# back after a long hiatus



## bushidomartialarts (Oct 26, 2006)

Hi All,

I've been gone something like 4 or 5 months.  Back in style now, though.  I missed ya.


----------



## Kacey (Oct 26, 2006)

Welcome back!!!


----------



## Drac (Oct 26, 2006)

Welcome back...


----------



## bydand (Oct 26, 2006)

Welcome back!


----------



## matt.m (Oct 26, 2006)

Welcome back pal.


----------



## Touch Of Death (Oct 26, 2006)

Great to have you.
Sean


----------



## Xue Sheng (Oct 26, 2006)

Welcome back


----------



## g-bells (Oct 26, 2006)

welcome back and thanks for the greeting


----------



## Brian R. VanCise (Oct 26, 2006)

Welcome back and we are glad to have you here.


----------



## kelly keltner (Oct 26, 2006)

welcome back


----------



## bluemtn (Oct 26, 2006)

Welcome back!  I was beginning to wonder what happened to you!  Now it's time for you to play a little catch up.


----------



## SFC JeffJ (Oct 26, 2006)

Welcome back!


----------



## arnisador (Oct 26, 2006)

Dude!


----------



## terryl965 (Oct 26, 2006)

Welcome back


----------



## still learning (Oct 27, 2006)

Hello, Welcome back....4-5 months is but a minute of time....if you were gone for years....ah!   than it is a long "HIATUS".

When a beginner is train for a year...it seems a long time....BUT when you train for over ten years or more...it seems so little time!

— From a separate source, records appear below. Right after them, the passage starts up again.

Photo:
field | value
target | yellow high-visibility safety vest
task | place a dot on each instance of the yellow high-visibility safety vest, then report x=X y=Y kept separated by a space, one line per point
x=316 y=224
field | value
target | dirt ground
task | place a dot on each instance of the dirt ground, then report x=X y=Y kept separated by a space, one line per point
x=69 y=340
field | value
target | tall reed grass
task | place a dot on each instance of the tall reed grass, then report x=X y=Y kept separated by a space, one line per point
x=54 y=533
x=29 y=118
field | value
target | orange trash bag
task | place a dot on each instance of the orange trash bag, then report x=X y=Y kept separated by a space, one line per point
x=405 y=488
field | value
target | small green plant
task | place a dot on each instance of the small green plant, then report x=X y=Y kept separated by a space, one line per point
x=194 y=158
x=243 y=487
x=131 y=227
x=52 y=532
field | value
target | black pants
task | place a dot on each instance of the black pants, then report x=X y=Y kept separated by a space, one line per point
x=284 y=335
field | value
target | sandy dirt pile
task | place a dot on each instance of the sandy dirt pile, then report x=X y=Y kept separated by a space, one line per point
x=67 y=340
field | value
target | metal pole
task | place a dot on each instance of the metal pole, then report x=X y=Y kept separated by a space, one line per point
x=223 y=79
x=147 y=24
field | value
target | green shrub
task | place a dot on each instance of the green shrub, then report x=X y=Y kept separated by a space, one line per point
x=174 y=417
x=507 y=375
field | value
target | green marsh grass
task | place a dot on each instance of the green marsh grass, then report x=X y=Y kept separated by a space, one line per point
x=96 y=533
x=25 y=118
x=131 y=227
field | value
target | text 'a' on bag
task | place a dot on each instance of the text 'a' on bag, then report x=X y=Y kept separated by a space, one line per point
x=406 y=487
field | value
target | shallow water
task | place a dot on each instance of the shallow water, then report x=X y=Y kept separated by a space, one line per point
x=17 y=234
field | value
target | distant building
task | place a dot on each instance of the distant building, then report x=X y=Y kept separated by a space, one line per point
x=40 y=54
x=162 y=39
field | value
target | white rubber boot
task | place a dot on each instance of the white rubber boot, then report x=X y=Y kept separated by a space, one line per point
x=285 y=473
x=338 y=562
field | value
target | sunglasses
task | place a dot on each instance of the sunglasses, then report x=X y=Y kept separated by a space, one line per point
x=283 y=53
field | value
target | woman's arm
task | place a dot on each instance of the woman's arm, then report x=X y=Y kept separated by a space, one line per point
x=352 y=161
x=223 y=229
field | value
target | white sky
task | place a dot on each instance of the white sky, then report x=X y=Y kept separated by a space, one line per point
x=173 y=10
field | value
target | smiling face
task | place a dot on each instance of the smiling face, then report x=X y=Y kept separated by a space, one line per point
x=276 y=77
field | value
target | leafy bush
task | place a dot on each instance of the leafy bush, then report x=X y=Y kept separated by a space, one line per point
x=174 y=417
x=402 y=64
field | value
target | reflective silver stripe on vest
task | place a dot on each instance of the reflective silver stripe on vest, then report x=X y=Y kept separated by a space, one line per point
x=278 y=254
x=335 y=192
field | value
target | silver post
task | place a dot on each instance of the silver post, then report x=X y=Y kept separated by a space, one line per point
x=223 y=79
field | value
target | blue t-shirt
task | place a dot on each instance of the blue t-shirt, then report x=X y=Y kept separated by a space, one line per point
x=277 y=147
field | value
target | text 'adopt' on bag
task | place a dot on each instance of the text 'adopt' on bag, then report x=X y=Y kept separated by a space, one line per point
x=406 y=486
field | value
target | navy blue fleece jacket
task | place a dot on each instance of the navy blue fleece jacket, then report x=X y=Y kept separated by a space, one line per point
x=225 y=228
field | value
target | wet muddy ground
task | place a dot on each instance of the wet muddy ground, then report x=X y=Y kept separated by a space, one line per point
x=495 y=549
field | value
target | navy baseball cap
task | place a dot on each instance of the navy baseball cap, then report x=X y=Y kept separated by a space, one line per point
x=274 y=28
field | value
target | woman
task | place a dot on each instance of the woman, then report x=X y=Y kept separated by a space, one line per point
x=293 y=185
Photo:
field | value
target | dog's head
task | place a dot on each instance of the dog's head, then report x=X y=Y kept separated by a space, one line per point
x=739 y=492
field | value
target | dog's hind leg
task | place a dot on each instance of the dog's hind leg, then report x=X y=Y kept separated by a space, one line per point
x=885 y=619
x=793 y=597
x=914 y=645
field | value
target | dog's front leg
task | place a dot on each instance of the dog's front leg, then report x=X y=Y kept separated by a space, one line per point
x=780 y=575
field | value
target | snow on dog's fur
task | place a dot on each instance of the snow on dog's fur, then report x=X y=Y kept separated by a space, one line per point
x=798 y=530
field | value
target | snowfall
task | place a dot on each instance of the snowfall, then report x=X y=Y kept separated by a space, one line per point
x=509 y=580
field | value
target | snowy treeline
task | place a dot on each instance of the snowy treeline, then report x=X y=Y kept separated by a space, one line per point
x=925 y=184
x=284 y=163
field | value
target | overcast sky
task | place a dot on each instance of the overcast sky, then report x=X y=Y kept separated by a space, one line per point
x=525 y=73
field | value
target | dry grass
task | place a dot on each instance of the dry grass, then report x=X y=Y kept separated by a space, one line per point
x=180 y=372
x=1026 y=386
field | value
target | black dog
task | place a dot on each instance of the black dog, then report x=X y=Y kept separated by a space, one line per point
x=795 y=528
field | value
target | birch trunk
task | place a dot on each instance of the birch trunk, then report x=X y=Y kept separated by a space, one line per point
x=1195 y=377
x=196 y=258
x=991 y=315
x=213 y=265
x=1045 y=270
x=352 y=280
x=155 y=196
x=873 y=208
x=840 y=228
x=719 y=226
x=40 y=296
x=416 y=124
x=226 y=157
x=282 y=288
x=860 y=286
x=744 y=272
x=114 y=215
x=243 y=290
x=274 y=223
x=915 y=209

Time: will answer most questions.....do you have one for me?...and I will share the time to answer...(3'o'clock) ..........Aloha


----------



## Carol (Oct 27, 2006)

Great to see you back here!  You've been missed!   Hope everything is still going well?  

Carol


----------



## Brandon Fisher (Nov 1, 2006)

Good to see ya


----------



## HKphooey (Nov 1, 2006)

Welcome back!


----------